Add Multi-Token Prediction (MTP) inference support
Wires MTP speculative decoding into `generate()` for DeepSeek-V3 and GLM-4 MoE
checkpoints that ship MTP modules (DeepSeek-V3 at `model.layers.61`,
GLM-4 MoE at `model.layers.46`/`.92` — previously hidden by
`_keys_to_ignore_on_load_unexpected`).
**Model side**
- New `num_nextn_predict_layers: int = 0` on `DeepseekV3Config` /
`Glm4MoeConfig` (propagates to downstream variants). Default keeps the
existing no-op behavior.
- `DeepseekV3MTPLayer` / `Glm4MoeMTPLayer` modules mirror the DeepSeek-V3
spec as implemented in vLLM: `enorm` + `hnorm` RMSNorms → concat → linear
`eh_proj(2H → H)` → a full decoder block → `shared_head (norm + lm_head)`.
- `DeepseekV3Model` / `Glm4MoeModel` extend `self.layers` past
`num_hidden_layers` with MTP modules; the base `forward` still iterates
only `self.layers[: num_hidden_layers]`. MTP is reached exclusively via a
new `model.forward_mtp(input_ids, previous_hidden_state, past_key_values,
position_ids, mtp_depth)` helper (lazily extends the KV cache for MTP
layer indices).
**Generation side**
- `GenerationConfig.use_mtp: bool = False` and a new
`GenerationMode.MTP_DECODING` routed from `get_generation_mode` whenever
the base mode is greedy or sample.
- `_mtp_decoding` in `generation/utils.py`: main forward → sample `x_{t+1}`
→ chain K MTP depths for draft tokens → single verify forward → reuses
`_speculative_sampling` for accept/reject → `past_key_values.crop`.
Batch size 1, dynamic cache; leaves `_assisted_decoding` untouched.

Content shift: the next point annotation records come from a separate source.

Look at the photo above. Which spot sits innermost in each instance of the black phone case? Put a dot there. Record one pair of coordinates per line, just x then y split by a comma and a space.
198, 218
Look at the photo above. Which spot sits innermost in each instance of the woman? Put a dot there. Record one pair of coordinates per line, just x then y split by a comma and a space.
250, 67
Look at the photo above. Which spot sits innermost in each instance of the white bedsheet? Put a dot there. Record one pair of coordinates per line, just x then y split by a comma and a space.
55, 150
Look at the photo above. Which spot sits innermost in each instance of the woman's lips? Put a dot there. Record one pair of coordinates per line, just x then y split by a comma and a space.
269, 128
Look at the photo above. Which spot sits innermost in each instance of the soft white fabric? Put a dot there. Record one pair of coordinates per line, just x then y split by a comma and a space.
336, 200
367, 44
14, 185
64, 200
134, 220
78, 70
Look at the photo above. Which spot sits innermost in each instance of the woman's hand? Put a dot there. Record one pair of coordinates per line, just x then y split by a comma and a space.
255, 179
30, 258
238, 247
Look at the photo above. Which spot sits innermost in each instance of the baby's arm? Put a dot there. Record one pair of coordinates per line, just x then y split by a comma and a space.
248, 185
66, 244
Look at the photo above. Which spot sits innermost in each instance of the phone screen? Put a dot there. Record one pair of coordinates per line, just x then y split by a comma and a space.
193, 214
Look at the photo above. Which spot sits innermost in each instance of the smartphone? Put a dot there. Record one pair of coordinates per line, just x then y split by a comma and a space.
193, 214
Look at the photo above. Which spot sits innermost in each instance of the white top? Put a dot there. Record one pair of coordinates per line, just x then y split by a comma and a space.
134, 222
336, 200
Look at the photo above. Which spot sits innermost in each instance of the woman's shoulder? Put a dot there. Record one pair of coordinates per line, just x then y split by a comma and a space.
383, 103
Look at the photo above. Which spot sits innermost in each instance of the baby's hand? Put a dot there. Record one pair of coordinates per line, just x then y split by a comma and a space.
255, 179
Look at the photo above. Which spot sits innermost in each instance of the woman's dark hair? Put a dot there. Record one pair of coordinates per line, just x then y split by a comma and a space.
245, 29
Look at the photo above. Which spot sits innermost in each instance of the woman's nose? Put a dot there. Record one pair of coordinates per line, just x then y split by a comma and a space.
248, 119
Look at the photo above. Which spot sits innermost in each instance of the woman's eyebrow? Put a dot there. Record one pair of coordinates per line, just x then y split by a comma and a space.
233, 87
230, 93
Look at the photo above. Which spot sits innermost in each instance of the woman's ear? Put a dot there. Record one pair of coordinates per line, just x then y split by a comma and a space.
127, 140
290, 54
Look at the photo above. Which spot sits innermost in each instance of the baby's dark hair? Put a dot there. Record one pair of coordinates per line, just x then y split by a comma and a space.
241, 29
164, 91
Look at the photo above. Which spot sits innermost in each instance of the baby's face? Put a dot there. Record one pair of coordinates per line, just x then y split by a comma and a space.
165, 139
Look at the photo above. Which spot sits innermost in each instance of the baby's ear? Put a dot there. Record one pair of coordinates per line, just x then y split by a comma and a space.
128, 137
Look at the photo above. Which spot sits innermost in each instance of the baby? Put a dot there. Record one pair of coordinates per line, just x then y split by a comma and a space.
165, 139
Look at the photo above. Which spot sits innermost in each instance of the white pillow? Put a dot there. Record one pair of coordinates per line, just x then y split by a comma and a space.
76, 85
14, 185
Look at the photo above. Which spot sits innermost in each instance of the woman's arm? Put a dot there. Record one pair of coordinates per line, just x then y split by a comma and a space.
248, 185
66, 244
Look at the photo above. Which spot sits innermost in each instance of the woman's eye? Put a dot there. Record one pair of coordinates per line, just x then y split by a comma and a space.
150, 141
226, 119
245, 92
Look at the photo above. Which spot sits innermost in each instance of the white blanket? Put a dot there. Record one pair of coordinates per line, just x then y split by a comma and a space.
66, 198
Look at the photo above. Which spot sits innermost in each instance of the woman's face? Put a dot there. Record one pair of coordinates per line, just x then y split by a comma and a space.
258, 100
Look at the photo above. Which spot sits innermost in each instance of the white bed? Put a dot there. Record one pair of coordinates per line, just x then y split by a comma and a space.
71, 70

- `ContinuousBatchingManager` refuses `use_mtp=True` for now —
paged-attention slot reservation + per-request accept/reject is tracked
separately and will come as a follow-up.
**Tests**
- `tests/generation/test_mtp.py` covers: mode dispatch, greedy
token-for-token parity vs plain `_sample` for K=1/2/3 on both models,
`num_nextn_predict_layers=0` rejection, layer extension, base-forward
equivalence when MTP layers are added, `forward_mtp` shapes, and the
`generate_batch` `NotImplementedError`.
All 9 MTP tests pass locally. `make style` clean. `make fix-repo` clean
apart from the pre-existing `mlinter._using_rule_specs` env mismatch in
`check_modeling_rules_doc.py` / `check_modeling_structure.py` that also
fails on an unmodified checkout.